Personally I want people to tell me whenever I make a mistake in order to progress. But maybe that's because as a foreigner I think people will be less likely to judge me (or atleast not severely so 😉) ..

MyDadWasAnArse · 02/09/2025 22:57

@zaxxon They should be using a question mark in that example.

I use full stops in WhatsApp, texts and social media posts in every sentence but the final one, without thinking about it.

dizzydizzydizzy · 02/09/2025 23:03

I would think the same as your friend and find it jarring - physically. I wouldn't say anything though because I know in my case it is down to my autism and most people don't appreciate being told their grammar is bad. For me though, stuff like this actually feels almost painful because it is breaking the rules.

DracunculusVulgaris · 03/09/2025 06:04

Absolutely agree with @dizzydizzydizzy, 'jarring' is the word - I, too, am autistic and find poorly constructed, badly enunciated, tortured and strangled spoken English almost painful. So much so that I almost want to rip my ears off,or put my hands over them, in order to not be subjected to it! Sadly poorly spoken or written English is endemic now, full of glottal stops, double negatives, dropped 'aitches', misuse of past tense verbs and every sentence peppered with 'fillers' such as "to be fair", "see what I mean?" and "like".

Tempting though it is, to correct it, I realise that social convention does not allow me to do so and just have to suffer in silence.

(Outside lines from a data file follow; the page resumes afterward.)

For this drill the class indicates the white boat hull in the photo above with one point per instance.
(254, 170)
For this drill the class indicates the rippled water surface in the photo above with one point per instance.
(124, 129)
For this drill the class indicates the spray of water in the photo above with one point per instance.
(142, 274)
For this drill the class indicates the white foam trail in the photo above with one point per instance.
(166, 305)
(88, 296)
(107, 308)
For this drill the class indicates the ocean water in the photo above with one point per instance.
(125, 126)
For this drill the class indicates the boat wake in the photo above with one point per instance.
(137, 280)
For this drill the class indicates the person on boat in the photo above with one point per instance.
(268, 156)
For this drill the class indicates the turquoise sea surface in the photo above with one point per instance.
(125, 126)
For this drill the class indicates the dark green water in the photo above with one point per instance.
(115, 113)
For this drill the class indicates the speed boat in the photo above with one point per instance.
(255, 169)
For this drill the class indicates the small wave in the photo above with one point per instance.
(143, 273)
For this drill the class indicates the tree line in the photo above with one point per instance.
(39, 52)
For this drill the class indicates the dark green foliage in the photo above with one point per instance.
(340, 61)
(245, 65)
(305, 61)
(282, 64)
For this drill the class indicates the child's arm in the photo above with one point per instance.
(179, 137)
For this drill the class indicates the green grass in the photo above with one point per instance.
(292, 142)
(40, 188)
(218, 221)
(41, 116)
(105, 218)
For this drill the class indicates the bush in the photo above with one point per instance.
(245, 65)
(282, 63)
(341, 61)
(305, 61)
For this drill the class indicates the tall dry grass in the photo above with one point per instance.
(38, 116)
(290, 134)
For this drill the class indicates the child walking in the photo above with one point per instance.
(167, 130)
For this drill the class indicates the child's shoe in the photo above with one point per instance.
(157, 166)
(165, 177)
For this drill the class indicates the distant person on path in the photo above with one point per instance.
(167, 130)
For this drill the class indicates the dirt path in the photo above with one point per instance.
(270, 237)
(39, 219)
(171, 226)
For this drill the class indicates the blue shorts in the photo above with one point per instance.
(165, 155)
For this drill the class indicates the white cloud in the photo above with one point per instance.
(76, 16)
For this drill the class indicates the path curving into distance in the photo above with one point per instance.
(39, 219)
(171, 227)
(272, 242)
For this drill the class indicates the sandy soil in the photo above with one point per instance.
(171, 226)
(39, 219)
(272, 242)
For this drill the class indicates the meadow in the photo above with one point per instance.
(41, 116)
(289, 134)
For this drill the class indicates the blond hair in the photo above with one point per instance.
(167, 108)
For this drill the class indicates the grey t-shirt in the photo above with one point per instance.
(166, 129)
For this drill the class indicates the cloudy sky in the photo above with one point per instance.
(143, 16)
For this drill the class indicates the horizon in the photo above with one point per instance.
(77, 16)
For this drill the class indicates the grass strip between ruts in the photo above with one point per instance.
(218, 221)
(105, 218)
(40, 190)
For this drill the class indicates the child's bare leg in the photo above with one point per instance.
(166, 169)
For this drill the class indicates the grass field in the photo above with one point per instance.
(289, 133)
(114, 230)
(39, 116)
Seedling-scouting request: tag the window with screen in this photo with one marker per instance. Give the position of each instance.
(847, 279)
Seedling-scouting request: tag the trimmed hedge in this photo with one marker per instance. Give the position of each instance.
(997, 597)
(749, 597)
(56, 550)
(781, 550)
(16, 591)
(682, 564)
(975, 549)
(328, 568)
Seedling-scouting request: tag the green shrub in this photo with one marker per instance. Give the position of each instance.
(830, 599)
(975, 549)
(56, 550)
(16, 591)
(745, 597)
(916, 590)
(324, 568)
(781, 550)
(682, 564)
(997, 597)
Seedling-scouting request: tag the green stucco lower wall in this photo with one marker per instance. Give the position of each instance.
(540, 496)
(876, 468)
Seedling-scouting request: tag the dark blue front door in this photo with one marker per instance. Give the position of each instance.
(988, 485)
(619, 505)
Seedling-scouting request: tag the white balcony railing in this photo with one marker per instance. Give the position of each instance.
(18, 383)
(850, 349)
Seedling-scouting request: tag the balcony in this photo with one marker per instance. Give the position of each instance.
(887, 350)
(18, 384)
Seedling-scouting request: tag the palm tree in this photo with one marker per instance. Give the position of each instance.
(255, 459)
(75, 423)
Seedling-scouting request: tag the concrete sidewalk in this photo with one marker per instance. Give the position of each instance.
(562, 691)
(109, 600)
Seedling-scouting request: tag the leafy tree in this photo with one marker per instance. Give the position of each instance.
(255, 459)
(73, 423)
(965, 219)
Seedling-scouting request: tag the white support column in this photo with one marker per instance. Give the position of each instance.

Chickenintheoven · 03/09/2025 07:17

Tell her to ‘off fuck’

she’ll reply ‘fuck off!?’

you reply - precisely .

CoffeeCantata · 03/09/2025 07:38

ChaToilLeam · 30/08/2025 15:13

That's really bloody rude and I say this as an English teacher.

Me too!

I do care about SPAG but there’s a time and a place. Everyday chat is not that place and colloquial language can be witty, innovative and sharp in a way that perfect grammar is not.